Here’s the formula for getting along: (1) You have to tolerate me and (2) I have to tolerate you; (3) Your existence cannot impinge on mine and (4) my existence cannot impinge on yours.
Charters and regular public district schools do not operate independently from one another, because two commodities are shared: (i) money (aka “resources”) and (ii) pupils.
These commodities are not infinite; both entities (charters and “regular district schools” – let’s call them “RDS”) essentially compete for the same “fixed” (amount of) commodity. This is what’s known as a zero-sum setup; the “margins are fixed”, the amount of available education dollars is more-or-less invariant, the amount of available pupils will not change (not appreciably, cities swell and drain a little but basically, babies have been born to this cohort already and we’ve got who we’ve got present now to educate). The only change these commodities can see therefore, is to “rearrange the deck chairs” – the ship is still going down the same way, but the chairs might be clustered differently. Pupils might congregate inside different schoolyards; monies might get distributed differently.
To make matters worse, the needs of both entities is not reciprocal, nor is the distribution of these commodities without impact on the other entity. That is, the cost to educate every pupil is not equivalent, some are costlier than others. And where you cluster funds is not a matter of +$1 here means -$1 there because the impact of a dollar matters depending where it is. There are economies of scale, for example, to be gained or it is long-acknowledged that severely disadvantaged communities require more money to come to equity (this is what Federal Title 1 dollars provide, it is why the new “LCFF” uses a formula to assign more money per capita to poorer schools than to relatively richer ones).
Therefore while it’s possible for both entities to tolerate one another, it’s not possible for their existence not to impact the other.
That’s where the fallacy lies. Folks who wonder ingenuously why we can’t all “just get along”, seem not to understand the pernicious consequences of charter schools on the totality of a public education system.
The underlying game-plan of charters is to rarefy its pupil-population, by hook or by crook. Sometimes in the past, this has been done illegally through fixing lotteries or selections processes. Sometimes the lottery process has been weighted through a sanctioned, if questionable, process. Empirical reports of “counseling out” already admitted kids are easy to come by; discouraging applicants to begin with through onerous application or enrollment procedures, for example, which disproportionately impact the “wrong sort” is another trick. There are many, many, many sleights of hand employed to fix the underlying demographic of a charter school in a certain fashion (there are, after all, many, many charter schools). The reciprocal of fashioning a student body just-so, means that elsewhere in the system whatever is overrepresented among charters, is underrepresented among RDS.
Because remember, attendance is zero-sum; you cannot get more students into a school system than are there at the bottom line, you can only shuffle their distribution between schools.
That’s the meaning of segregation.

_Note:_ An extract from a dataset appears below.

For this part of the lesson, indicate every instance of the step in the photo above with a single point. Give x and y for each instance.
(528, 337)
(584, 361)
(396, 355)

It means collecting a certain type in one place.
By definition, then, the density of that type must be diminished elsewhere. When one school concentrates all jugglers within their walls, say, that means there are far fewer jugglers available to reside within a different set of walls.
When one school concentrates all ‘engaged-parents’ within their walls, say, that means there are far fewer engaged parents available to reside within a different set of walls.
This is the “business plan” of charters. To manipulate the pupil demographic (and concomitant parent demographic) to their advantage.
And the problem is that this necessarily impinges on me, my children and their school. By definition.
And this violates rules #3 and #4 of “just getting along”.
Sure we can get along if what you need does not negatively effect what I need. But your school system inherently, necessarily, diminishes mine. It will inherently, necessarily, with time, bankrupt mine. And it will inherently, necessarily, with time grow what is to me democratically intolerable social inequity with time.
“Regular Public District Schools” were designed to be by, for and about the public: it is democracy itself.
Charters are simply the modern incarnation of ancient tribalism, constitution-era separatism, pre-Plessy “separate but equal” schools.
Sending your child – yes, yours – to sit beside someone who is different, smells different, looks different, speaks differently, thinks differently, acts different: this plurality is intrinsically valuable. It sustains a system of equal opportunity and it assures a possibility of awareness and tolerance of things-different.
As we march today nationally, even internationally, toward fascism, protecting with fierceness a public education system of equity for, and by us all, seems about as critical – most very especially for “progressive democrats” – as the very sustenance of democracy itself.